Structural, electronic and optical properties of monolayer InGeX3 (X = S, Se, Te) by first-principles calculations

Abstract

Abstract Recently, two-dimensional materials have attracted enormous attentions for electronic and optoelectronic applications owing to their unique surface structures and excellent physicochemical properties. Herein, the structural, electronic and optical properties of a series of novel monolayer InGeX3 (X = S, Se, Te) materials are investigated systematically by means of comprehensive first-principles calculations. All these three materials exhibit hexagonal symmetries and dynamical stabilities with no imaginary phonon mode. For monolayer InGeX3 (X = S, Se, Te), there exist obvious In–X ionic bonds and the partially covalent interactions of Ge–Ge and Ge–X. By using the HSE06 method, the band gaps of monolayer InGeX3 are predicted to 2.61, 2.24 and 1.80 eV, respectively.
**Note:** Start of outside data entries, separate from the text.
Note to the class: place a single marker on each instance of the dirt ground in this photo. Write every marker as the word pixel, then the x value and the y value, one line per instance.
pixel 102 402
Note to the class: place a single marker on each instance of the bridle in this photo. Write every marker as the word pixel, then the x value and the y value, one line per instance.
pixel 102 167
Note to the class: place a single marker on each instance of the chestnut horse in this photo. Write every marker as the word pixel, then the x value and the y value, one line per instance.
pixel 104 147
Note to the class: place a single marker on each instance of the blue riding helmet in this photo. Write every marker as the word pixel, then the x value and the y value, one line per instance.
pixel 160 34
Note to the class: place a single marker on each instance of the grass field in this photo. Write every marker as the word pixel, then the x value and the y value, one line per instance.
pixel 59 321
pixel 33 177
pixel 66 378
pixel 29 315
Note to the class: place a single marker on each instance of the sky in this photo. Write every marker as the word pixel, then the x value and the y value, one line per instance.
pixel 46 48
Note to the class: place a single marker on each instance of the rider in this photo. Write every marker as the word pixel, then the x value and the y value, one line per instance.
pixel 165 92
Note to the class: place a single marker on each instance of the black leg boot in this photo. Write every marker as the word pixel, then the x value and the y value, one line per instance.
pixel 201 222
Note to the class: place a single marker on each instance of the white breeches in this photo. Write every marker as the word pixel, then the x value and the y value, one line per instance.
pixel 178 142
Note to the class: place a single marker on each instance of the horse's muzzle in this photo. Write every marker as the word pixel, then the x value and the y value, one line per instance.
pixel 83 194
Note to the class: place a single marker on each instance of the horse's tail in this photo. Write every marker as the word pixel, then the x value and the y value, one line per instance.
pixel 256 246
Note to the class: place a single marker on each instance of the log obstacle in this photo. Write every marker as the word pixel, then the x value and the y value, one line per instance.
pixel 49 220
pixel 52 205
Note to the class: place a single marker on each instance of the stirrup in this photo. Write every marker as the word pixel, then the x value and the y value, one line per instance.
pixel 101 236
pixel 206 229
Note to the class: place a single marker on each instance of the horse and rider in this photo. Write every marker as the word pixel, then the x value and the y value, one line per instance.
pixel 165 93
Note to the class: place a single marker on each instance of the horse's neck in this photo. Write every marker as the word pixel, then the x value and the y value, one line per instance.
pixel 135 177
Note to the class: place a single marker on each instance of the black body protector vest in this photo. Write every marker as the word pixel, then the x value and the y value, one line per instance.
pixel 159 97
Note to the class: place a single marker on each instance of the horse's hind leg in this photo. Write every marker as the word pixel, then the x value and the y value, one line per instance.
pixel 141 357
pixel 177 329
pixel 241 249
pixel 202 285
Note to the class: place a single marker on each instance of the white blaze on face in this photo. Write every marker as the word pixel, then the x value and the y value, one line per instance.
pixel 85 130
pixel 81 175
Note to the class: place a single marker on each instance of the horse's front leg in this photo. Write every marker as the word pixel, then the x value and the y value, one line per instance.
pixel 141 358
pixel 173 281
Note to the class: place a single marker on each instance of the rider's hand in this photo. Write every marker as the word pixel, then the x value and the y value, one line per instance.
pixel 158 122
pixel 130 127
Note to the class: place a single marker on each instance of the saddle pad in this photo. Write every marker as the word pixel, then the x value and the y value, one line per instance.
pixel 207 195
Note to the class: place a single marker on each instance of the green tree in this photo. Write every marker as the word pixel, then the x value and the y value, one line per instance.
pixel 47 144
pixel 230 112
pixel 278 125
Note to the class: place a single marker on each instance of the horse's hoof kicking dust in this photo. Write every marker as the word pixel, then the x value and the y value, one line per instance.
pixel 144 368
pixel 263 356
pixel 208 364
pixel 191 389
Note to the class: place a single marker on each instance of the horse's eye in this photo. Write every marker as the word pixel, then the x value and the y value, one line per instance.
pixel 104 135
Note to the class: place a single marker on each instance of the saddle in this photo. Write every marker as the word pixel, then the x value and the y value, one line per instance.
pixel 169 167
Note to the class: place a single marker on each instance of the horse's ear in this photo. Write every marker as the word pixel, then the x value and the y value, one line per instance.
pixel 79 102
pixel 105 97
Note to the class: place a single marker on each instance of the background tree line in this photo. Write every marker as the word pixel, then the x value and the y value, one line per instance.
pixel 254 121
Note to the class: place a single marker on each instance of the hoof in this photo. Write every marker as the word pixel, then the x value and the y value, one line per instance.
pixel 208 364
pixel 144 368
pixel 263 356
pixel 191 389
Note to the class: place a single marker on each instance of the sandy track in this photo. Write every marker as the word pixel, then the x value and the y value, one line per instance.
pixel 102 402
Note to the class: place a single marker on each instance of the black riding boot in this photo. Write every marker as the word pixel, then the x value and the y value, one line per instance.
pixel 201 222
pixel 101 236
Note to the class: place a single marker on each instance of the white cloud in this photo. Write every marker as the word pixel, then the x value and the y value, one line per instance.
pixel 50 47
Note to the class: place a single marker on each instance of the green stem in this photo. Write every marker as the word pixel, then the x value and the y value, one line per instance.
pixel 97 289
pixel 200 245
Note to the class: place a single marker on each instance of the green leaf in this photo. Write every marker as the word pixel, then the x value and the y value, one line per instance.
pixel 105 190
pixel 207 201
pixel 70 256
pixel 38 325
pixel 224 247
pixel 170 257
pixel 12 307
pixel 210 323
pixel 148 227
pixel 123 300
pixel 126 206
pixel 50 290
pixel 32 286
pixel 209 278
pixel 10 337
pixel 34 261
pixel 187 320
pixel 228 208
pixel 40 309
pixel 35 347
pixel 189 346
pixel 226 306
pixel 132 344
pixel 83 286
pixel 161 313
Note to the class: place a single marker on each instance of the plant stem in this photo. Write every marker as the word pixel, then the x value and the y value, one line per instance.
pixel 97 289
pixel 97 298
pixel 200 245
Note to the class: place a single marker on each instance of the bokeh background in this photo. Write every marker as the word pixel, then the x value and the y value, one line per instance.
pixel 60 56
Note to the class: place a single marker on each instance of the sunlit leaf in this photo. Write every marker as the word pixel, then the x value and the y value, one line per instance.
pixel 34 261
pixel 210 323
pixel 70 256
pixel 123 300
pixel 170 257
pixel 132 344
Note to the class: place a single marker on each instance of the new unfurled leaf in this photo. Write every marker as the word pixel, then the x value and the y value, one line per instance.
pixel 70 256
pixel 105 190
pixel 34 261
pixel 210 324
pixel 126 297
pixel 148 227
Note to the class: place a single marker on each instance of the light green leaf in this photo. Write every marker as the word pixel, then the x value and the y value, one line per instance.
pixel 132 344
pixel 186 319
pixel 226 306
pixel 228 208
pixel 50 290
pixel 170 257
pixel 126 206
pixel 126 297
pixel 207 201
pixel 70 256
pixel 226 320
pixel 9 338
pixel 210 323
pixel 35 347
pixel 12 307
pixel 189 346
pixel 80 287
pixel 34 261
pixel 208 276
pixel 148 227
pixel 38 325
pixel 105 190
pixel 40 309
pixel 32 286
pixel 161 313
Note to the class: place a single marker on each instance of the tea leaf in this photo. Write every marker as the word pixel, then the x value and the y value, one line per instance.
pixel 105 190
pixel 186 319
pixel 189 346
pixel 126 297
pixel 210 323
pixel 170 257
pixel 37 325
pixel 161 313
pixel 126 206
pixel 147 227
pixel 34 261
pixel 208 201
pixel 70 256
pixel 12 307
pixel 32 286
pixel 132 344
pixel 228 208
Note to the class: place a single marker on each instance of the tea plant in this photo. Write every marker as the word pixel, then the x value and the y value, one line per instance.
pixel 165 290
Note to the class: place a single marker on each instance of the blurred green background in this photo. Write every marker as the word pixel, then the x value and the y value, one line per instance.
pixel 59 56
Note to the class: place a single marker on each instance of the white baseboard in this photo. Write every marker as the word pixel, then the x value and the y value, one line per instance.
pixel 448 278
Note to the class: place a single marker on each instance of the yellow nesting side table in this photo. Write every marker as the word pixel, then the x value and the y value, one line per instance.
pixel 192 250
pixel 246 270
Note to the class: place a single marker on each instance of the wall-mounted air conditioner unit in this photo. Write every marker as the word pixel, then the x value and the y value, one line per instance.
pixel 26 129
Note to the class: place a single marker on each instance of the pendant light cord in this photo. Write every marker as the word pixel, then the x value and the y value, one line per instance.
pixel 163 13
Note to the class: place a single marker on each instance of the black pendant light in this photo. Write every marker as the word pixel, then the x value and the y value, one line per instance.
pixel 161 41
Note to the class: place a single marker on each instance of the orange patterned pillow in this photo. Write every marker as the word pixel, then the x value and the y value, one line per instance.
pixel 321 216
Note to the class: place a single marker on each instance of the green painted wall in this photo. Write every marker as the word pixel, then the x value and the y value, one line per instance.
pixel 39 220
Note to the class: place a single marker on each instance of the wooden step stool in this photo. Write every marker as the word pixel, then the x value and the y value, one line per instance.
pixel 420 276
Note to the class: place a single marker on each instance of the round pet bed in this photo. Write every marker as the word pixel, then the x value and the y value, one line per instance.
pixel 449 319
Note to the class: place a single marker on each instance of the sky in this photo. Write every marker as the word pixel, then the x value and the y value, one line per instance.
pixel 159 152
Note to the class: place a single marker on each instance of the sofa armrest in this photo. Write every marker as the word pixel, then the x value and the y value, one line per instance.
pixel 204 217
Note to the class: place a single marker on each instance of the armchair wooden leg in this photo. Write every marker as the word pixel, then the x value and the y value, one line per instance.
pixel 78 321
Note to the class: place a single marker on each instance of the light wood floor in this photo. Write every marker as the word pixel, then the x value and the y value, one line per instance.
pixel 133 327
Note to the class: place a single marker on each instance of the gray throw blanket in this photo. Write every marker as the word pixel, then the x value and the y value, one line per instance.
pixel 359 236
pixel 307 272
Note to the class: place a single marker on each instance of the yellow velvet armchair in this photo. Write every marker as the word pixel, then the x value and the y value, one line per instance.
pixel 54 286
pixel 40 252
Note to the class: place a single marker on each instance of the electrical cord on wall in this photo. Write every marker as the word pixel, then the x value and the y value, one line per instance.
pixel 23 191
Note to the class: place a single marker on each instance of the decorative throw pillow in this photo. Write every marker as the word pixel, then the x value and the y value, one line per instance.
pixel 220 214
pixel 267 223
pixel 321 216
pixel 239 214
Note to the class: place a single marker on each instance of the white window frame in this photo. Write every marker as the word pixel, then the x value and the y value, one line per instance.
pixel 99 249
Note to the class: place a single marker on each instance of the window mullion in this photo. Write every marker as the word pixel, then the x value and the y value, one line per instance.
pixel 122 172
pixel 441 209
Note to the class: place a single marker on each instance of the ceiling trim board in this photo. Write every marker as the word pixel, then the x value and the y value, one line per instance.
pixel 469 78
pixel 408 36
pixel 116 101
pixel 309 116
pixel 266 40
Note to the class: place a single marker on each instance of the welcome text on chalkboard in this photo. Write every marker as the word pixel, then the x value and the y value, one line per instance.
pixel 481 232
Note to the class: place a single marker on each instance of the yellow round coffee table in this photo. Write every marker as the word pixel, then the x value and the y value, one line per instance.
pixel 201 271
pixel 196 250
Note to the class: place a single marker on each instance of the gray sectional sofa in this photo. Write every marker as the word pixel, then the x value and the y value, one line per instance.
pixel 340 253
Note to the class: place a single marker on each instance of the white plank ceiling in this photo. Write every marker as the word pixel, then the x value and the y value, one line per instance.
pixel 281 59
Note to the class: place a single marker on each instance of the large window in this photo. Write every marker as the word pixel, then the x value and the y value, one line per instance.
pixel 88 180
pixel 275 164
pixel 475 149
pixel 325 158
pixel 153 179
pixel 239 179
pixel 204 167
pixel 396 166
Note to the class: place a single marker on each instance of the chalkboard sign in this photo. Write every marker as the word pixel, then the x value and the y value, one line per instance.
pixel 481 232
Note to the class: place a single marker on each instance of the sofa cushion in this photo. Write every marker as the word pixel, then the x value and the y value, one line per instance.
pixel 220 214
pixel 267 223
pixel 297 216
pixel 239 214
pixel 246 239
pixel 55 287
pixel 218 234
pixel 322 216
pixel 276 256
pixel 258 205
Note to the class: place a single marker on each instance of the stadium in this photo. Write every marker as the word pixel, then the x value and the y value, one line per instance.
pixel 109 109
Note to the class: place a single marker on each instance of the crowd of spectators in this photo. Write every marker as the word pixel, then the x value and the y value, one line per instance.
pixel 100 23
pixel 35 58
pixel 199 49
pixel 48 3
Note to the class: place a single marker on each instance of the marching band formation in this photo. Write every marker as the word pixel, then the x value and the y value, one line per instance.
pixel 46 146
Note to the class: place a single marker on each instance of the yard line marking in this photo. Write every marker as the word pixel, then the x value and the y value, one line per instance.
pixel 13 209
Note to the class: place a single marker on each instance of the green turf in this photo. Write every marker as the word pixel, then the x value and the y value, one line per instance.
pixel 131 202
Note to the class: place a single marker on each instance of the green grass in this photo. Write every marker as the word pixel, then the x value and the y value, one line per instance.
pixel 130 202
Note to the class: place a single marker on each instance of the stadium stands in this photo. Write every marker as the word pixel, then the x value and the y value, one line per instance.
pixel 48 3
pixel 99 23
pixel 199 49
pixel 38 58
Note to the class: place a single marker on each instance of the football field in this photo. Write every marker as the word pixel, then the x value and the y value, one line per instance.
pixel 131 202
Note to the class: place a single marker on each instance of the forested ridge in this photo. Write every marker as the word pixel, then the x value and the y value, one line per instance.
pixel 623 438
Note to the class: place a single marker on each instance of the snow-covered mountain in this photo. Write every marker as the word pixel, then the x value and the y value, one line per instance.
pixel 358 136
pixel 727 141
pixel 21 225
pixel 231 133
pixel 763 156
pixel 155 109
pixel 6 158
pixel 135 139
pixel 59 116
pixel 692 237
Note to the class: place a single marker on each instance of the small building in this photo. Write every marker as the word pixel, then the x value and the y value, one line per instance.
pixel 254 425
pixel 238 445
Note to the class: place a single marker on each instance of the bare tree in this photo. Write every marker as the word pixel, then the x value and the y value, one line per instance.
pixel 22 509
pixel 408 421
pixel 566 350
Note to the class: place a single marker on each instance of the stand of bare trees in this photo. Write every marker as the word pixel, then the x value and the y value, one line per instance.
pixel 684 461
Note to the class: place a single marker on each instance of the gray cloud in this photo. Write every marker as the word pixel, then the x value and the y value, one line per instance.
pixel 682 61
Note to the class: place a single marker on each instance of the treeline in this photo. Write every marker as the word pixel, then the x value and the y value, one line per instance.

Meanwhile, the p-s orbital hybridizations are happened between X and In atoms in the conduction band regions and their interactions become smaller with the increase of X atomic number. In addition, the dielectric function, absorption coefficient and reflectivity spectra of monolayer InGeS3, InGeSe3 and InGeTe3 show the strong optical peaks along the in-plane direction in the UV light region. The definite bandgaps and optical properties make monolayer InGeX3 (X = S, Se, Te) materials viable candidates for future electronic and optoelectronic applications.